JERUSALEM (Oct. 18)
Yigal Cohen-Orgad was sworn in as Finance Minister today after winning the Cabinet’s unanimous endorsement and Knesset approval by a vote of 60-48 of his appointment by Premier Yitzhak Shamir.
He is the 10th Finance Minister since the State was founded and takes office in the midst of its worst economic crisis. He reportedly told Shamir, before his appointment was officially announced, that his first task would be to restore public trust in the Israeli economy.

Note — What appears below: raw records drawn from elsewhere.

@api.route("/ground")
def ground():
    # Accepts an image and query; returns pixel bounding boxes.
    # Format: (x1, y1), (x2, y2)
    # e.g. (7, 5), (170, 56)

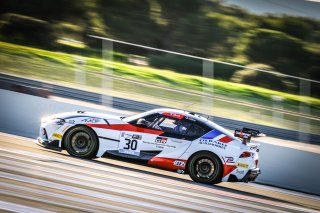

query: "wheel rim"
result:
(195, 158), (215, 179)
(71, 132), (93, 154)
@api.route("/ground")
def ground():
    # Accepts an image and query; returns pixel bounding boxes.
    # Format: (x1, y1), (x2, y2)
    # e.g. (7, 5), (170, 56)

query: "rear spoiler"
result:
(234, 127), (266, 144)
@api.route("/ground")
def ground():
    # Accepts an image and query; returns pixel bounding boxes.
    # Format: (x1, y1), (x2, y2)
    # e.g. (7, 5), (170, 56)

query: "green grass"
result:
(0, 42), (320, 133)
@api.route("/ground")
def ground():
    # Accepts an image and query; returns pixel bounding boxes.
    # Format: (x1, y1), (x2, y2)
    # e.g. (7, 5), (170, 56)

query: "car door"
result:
(118, 113), (163, 160)
(144, 115), (191, 157)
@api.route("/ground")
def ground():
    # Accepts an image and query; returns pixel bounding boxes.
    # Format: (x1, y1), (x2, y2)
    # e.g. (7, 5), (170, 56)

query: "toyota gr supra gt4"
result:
(36, 109), (260, 184)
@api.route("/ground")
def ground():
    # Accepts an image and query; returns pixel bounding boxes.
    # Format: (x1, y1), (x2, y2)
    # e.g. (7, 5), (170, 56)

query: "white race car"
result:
(36, 109), (260, 184)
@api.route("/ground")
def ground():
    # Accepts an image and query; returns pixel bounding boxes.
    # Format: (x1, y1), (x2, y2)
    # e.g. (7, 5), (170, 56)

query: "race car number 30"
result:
(118, 132), (142, 156)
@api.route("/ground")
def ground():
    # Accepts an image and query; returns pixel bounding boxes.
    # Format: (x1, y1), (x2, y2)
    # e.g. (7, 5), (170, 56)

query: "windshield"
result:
(123, 111), (153, 123)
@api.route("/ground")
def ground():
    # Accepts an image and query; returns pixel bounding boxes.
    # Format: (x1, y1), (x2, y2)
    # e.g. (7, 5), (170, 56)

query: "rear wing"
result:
(234, 127), (266, 144)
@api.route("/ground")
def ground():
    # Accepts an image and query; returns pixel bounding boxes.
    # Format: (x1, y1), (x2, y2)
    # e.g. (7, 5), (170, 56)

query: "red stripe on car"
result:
(162, 112), (185, 120)
(86, 124), (163, 135)
(223, 164), (237, 177)
(219, 136), (233, 143)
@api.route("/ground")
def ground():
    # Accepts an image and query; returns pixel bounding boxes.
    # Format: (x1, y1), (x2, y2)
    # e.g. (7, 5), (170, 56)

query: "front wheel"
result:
(188, 152), (223, 184)
(64, 126), (98, 159)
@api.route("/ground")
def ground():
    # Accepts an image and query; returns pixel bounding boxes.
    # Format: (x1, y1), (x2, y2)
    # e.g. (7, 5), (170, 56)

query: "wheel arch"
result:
(185, 150), (224, 173)
(61, 124), (100, 150)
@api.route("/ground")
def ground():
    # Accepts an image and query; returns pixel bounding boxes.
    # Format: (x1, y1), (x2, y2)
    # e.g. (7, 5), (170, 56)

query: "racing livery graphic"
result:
(36, 109), (263, 184)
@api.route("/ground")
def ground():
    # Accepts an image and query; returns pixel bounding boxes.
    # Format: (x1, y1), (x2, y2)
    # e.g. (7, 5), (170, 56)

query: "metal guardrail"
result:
(0, 74), (320, 145)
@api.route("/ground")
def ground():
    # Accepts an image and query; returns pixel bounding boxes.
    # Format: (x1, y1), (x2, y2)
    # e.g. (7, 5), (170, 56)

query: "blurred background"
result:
(0, 0), (320, 143)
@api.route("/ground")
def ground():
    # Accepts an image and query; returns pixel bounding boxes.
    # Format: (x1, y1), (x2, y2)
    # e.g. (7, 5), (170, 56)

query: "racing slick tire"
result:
(64, 126), (99, 159)
(187, 151), (223, 184)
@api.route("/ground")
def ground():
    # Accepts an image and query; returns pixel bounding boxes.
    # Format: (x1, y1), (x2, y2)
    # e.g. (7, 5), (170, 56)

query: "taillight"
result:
(41, 128), (48, 139)
(240, 152), (253, 158)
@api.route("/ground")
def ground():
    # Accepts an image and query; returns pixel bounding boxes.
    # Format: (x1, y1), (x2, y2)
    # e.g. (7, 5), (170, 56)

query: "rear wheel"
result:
(64, 126), (98, 159)
(188, 152), (223, 184)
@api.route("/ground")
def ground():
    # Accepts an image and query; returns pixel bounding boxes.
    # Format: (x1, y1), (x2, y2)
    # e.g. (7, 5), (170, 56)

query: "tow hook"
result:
(177, 169), (185, 174)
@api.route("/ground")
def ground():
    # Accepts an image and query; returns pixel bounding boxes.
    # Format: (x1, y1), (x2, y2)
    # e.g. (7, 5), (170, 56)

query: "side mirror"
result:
(137, 118), (148, 126)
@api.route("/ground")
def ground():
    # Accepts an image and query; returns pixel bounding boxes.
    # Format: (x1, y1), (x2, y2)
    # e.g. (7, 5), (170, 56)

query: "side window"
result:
(158, 117), (191, 135)
(130, 113), (160, 128)
(186, 123), (208, 138)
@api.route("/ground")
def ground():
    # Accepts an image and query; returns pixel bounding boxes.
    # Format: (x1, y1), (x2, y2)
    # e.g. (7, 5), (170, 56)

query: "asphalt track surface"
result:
(0, 133), (320, 212)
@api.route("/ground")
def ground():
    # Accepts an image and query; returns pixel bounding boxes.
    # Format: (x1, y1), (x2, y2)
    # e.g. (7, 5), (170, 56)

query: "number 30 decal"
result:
(123, 138), (138, 150)
(118, 132), (142, 156)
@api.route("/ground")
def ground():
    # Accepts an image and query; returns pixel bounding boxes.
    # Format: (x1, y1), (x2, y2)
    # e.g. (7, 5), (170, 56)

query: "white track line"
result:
(0, 183), (142, 213)
(0, 152), (281, 212)
(0, 148), (312, 212)
(0, 200), (53, 213)
(0, 159), (260, 213)
(0, 171), (192, 212)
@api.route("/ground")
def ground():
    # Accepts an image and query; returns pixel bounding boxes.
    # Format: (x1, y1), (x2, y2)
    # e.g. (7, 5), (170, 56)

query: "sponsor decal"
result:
(67, 120), (75, 124)
(225, 157), (235, 163)
(177, 169), (185, 174)
(237, 163), (249, 169)
(201, 129), (233, 143)
(236, 170), (244, 175)
(62, 125), (70, 133)
(52, 133), (62, 139)
(156, 137), (168, 144)
(186, 116), (196, 121)
(173, 160), (186, 167)
(81, 118), (100, 123)
(199, 138), (228, 149)
(132, 134), (142, 140)
(162, 112), (185, 120)
(118, 132), (142, 156)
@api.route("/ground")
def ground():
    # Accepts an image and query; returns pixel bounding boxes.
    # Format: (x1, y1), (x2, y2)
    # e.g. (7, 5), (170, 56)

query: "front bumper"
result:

Cohen-Orgad, a 46-year-old Herut hawk, replaces Yoram Aridor who resigned last Thursday under heavy fire from Likud colleagues and the opposition for his economic policies. Cohen-Orgad’s economic policies, whatever they are, have yet to become an issue. But his selection by Shamir for a senior Cabinet post threatened to raise a political storm in Likud’s Liberal Party wing which had expected the Treasury portfolio.
The Liberal Party’s problem was its inability to agree on a candidate. Both Energy Minister Yitzhak Modai and Minister of Commerce Industry Gideon Patt aspired to be Finance Minister and each threatened an internal crisis if the other was nominated. A Herut leader, Deputy Premier David Levy, flatly rejected the job when it was offered to him last week.
SHAMIR THREATENED TO RESIGN
Shamir reportedly told a Liberal Party deputation yesterday that he had run out of patience and decided to appoint Cohen-Orgad. “My decision is final and irreversible,” he was quoted as saying.
Liberal threats to oppose Cohen-Orgad in the Cabinet and Knesset evaporated quickly when Shamir reportedly told them that if they did, he would immediately hand in his resignation. That would have meant early elections which Likud and its coalition partners are determined to avoid. (See analysis, P. 4.)
Shamir is considered likely to compensate the Liberals if only to keep the peace within Likud. There was speculation today that Modai will be appointed Deputy Premier and Levy would be made Foreign Minister, the portfolio Shamir retains. The Housing Ministry, which Levy presently heads, was expected to go either to Levy’s deputy, Moshe Katzav or to Michael Dekel, the Deputy Minister of Agriculture.
But Liberal Party sources have already indicated they would not be satisfied with this arrangement, Modai has made it clear that he wants to be Foreign Minister and Knesset Speaker Menahem Savidor said today that he, too, considers himself a candidate for that office.